The resulting game, for which playing cards were developed, including step cards, focus cards and innovation cards, attracted two-thirds of Miron employees and served as the basis of a 70-page case study issued by the Energy Center of Wisconsin. Employees collectively reduced electricity by 18% relative to typical households, as well as saved more than $100,000 and eliminated 1.2 million pounds of carbon emissions.
In February, the game took a more serious turn when a coalition of businesses led by Miron and Johnson Controls lobbied the Wisconsin Legislature to step up funding for energy-efficient design on the heels of a national report indicating the state was losing ground to its Midwestern neighbors on energy efficiency.
Lehman and Corey Brumbaugh, a Miron vice president, also have taken their cause to Washington, D.C., where they and USGBC members met with House and Senate leaders to discuss sustainable design. "Rather than whine, we showed them what we had done," says Lehman. "We presented them with a book highlighting the $380 million in sustainable projects we were able to execute due to funding by the American Recovery and Reinvestment Act of 2009, and at a time when the economy was tanking.

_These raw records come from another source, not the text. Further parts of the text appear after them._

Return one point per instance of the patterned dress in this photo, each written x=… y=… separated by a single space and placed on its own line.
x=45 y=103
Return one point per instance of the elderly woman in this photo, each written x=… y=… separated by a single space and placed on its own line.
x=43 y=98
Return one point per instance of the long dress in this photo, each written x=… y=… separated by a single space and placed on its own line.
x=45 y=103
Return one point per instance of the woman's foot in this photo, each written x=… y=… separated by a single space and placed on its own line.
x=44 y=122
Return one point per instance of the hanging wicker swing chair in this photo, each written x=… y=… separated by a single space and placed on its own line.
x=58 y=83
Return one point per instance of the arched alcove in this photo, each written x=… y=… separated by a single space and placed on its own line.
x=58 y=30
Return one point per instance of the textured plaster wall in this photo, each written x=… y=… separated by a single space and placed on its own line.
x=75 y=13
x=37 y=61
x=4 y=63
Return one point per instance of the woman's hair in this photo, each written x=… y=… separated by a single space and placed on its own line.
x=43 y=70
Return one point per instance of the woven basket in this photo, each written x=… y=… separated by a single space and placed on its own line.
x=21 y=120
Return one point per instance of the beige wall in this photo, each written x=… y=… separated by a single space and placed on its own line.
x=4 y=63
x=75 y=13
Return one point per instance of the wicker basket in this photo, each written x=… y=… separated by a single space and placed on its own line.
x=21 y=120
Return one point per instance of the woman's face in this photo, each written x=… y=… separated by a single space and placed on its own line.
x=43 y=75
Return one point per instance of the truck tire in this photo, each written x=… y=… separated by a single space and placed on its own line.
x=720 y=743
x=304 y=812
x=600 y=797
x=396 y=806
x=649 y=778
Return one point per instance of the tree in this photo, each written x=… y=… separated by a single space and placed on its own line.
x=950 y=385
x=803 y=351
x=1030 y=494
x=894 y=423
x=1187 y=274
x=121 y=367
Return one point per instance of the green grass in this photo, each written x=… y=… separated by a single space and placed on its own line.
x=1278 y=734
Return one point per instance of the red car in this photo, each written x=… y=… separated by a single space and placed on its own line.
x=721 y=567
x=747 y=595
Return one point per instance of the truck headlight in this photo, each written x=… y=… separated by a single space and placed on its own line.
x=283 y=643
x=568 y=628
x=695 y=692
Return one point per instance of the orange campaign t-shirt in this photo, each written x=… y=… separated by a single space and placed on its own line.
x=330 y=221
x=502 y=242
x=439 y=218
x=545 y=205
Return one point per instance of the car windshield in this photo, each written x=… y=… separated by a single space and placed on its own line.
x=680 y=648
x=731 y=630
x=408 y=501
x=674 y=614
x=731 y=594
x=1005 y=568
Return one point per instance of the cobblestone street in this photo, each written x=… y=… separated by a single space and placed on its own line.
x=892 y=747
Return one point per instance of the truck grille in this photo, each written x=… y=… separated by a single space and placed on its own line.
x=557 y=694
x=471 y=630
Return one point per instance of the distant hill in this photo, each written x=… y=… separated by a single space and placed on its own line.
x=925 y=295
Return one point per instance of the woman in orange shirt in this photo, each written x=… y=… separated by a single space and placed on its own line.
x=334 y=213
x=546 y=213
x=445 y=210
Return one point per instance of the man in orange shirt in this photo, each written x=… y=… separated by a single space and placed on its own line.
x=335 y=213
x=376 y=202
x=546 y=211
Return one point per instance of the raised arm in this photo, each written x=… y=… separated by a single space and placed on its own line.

We don't like to lobby. We'd rather present positive results because people don't always know what they don't know."
What Miron doesn't know, it learns quickly, which goes a long way toward explaining how the firm so nimbly shifts between football stadiums and manufacturing plants, campus facilities and amusement park rides, including the Zippin Pippin roller coaster, a $3-million project in Green Bay, Wis., that presented Miron with a particularly steep learning curve.
"I don't think any firm these days has the luxury of locking into a single market and saying, 'This is our forte,'" says Voss, who goes on to say that Miron originally was not "experienced in sustainable design, so we acquired the expertise. We certainly didn't know anything about the workings of a roller coaster. Here we had 5,000 pieces of wood, but our staff got excited and researched it. The project was so successful that we were asked to build another one in China."
Voss declined. For the present, Miron remains rooted in the Midwest, where its sustainable practice and longtime industrial clients like Hillshire Brands, Chicago, and Wausau Paper, Mosinee, Wis., have helped it survive the downturn. "Our relationship with Hillshire started out with a nice plant project" in New London, Wis., about five years ago, says Voss. "But Hillshire is the client that really took us on the road."
Much of its work for the food-industry giant has occurred in South Dakota, Missouri and North Carolina. Although Miron has contemplated opening offices in those regions, "I've been the biggest naysayer," says Voss. "So I'll challenge our colleagues. I'll ask, do you have your ducks in a row? Work forces are different in different regions. Product levels are different. Cost structures are different. On the other hand, we can't afford to say no to going somewhere else."